Description
These homemade chocolate truffles are rich, velvety, and perfectly bite-sized treats ideal for celebrations and special occasions. Made with simple ingredients like dark chocolate, cream, and cocoa powder, they offer an indulgent and elegant dessert that melts in your mouth.
Ingredients
Scale
Truffle Base
- 8 ounces dark chocolate, chopped
- 1/2 cup heavy cream
Coating
- Cocoa powder, for dusting
Instructions
- Heat the cream: Pour the heavy cream into a small saucepan and heat over medium until it just begins to simmer, being careful not to boil it.
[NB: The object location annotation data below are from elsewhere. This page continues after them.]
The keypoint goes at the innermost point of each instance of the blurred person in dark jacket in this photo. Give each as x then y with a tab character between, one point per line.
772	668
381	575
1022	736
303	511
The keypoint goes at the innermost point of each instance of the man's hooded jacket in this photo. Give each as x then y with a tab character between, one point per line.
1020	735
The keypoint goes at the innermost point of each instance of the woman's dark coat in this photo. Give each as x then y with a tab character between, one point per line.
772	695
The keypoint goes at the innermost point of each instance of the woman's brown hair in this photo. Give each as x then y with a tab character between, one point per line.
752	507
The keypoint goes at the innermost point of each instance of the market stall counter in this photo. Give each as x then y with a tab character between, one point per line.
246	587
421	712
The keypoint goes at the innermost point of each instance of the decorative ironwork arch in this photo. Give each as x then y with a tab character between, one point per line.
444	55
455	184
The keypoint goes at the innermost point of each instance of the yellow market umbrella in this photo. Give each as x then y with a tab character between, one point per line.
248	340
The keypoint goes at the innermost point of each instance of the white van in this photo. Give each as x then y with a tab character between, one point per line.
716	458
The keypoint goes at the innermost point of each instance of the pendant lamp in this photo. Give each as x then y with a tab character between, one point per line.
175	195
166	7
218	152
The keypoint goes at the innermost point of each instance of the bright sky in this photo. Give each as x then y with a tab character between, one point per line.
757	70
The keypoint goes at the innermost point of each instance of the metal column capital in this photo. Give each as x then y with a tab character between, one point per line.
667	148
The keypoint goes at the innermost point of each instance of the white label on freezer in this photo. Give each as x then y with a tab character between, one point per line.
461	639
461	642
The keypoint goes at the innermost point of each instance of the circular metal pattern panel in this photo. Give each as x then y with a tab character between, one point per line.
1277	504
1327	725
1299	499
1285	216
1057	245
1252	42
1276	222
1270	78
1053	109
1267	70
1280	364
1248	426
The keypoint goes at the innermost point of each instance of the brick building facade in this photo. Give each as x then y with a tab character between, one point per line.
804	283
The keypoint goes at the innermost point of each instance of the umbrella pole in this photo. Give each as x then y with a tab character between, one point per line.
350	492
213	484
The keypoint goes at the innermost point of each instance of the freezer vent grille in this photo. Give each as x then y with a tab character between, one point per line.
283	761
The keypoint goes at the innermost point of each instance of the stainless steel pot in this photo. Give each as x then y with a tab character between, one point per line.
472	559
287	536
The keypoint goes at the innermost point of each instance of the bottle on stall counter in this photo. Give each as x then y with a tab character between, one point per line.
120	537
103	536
- Combine with chocolate: Place the chopped dark chocolate in a heatproof bowl. Pour the hot cream over the chocolate and let it sit for a minute to soften the pieces.
- Stir to combine: Gently stir the cream and chocolate together until the mixture is smooth, glossy, and fully incorporated into a ganache.
- Chill the ganache: Cover the bowl with plastic wrap and refrigerate the ganache for at least 2 hours or until firm enough to handle and shape into balls.
- Form truffles: Using a teaspoon or small scoop, portion out the ganache and roll it quickly between your palms to form smooth, even balls.
- Coat with cocoa powder: Roll each truffle in cocoa powder until evenly coated and place on a parchment-lined tray.
- Store: Keep the finished truffles refrigerated in an airtight container until ready to serve. Let them sit at room temperature for a few minutes before eating to soften slightly.
Notes
- Use high-quality dark chocolate with at least 60% cocoa content for the best flavor and texture.
- You can alternatively coat the truffles in chopped nuts, shredded coconut, or powdered sugar.
- If the ganache is too soft after chilling, return it to the fridge for additional time to firm up.
- Truffles can be stored refrigerated for up to 2 weeks or frozen for up to 3 months.